Il ne se souvenait pas avoir jamais entendu le nom de l'homme qui l'avait tiré de la rue et du froid pour l'installer dans un recoin très discret de sa maison, mais cela n'avait pas tellement d'importance. Il était désormais son seul espoir, et Stighr ne pourrait jamais le remercier assez pour ce qu'il avait fait pour lui.



hope for the hopeless



Des bonnes âmes, il en restait sur Midgard : et c'était ce que cet homme-là lui montrait, à Stighr. S'il ne s'était pas attendu à ce que quiconque ne vienne lui donner de la nourriture ou encore l'héberger, il n'aurait jamais pu penser croiser quelqu'un comme celui qui venait de lui tendre la main. Stighr avait déjà entendu parler de ce proverbe qui disait qu'en donnant un poisson à un homme, on le nourrissait un jour, mais qu'en lui apprenant à pêcher, on le nourrissait toute une vie ; et si cet homme-là n'était pas tombé sur lui quelques jours plutôt, il serait sans doute mort à l'heure qu'il était.

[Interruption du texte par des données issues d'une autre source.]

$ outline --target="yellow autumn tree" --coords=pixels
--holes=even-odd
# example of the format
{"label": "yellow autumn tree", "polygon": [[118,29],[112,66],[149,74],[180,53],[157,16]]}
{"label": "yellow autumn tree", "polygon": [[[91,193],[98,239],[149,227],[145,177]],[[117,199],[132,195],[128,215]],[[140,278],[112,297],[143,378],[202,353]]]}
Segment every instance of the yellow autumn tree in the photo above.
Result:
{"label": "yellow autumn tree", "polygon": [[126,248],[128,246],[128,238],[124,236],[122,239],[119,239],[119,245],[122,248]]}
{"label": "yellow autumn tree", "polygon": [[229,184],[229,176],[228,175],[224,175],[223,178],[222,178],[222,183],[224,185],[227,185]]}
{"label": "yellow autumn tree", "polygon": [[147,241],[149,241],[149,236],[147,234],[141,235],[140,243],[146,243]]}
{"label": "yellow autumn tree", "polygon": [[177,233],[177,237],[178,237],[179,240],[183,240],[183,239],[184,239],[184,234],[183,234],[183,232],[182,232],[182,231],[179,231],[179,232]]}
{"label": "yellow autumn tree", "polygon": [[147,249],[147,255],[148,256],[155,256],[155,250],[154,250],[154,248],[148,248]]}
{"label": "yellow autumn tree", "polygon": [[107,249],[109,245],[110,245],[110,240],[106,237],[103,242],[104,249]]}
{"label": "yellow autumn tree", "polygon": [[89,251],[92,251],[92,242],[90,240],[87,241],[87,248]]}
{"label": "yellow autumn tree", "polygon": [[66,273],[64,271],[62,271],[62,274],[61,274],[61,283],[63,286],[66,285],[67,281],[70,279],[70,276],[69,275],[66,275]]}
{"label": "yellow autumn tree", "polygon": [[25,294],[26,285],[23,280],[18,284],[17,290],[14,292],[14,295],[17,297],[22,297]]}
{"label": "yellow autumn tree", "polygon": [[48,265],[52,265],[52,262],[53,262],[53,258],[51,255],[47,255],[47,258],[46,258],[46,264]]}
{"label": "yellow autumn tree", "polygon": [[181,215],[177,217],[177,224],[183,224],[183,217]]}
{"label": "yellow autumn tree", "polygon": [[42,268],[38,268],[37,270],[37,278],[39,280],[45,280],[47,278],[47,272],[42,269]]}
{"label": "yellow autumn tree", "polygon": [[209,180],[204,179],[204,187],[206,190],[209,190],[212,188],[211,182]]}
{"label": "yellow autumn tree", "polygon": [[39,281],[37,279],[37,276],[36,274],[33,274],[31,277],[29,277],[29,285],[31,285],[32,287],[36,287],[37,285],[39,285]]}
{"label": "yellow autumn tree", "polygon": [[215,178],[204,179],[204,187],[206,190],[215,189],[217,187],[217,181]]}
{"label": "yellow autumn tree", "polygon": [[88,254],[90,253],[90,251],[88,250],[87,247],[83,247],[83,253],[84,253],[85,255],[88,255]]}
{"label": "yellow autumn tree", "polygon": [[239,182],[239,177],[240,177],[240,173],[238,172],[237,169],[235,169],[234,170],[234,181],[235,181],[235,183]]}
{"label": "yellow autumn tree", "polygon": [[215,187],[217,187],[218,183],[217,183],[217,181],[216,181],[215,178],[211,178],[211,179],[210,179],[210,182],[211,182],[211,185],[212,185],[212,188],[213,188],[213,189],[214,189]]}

Il n'aurait su dire si c'était seulement de la pitié, ou alors peut-être juste de la gentillesse, mais celui qui l'avait recueilli lui proposa rapidement un marché : il l'aiderait à perfectionner son art au combat, après quoi il pourrait sans doute lui négocier un poste de soldat dans la ville, en l'échange de quoi Stighr l'aiderait à retaper sa maison, et ferait tous les petits travaux qu'il jugerait nécessaires. C'était un bon marché : pour l'un comme pour l'autre, un gain assez considérable. Stighr n'aurait pas pu trouver meilleur professeur : un membre de la garde royale, formé à Skogkatt ? Avec un tel entrainement, il aurait sans doute une technique bien au point.

S'il n'avait pas forcément retrouvé cette force qui lui donnait envie de revenir chez lui, Stighr persévérait à chacun de ses entrainements : ce fut long, et difficile. Mais ce n'était jamais pire que ce qu'il avait pu vivre, et il avait de quoi se mettre sous la dent, un endroit où dormir, et quelque chose à faire de ses journées. Le goût de l'alcool lui était devenu étranger, subitement, et parfois, il se prenait encore à des crises lorsqu'il repensait à ce bateau, ou à ces périodes où il n'avait rien à manger. Mais il se battait avec ferveur pour voir dans le regard de cet homme qui l'avait sauvé, la petite étoile qui lui soufflait qu'il avait bien fait son travail. Une récompense à peine visible et qui, pourtant, lui donnait l'espoir dont il avait besoin.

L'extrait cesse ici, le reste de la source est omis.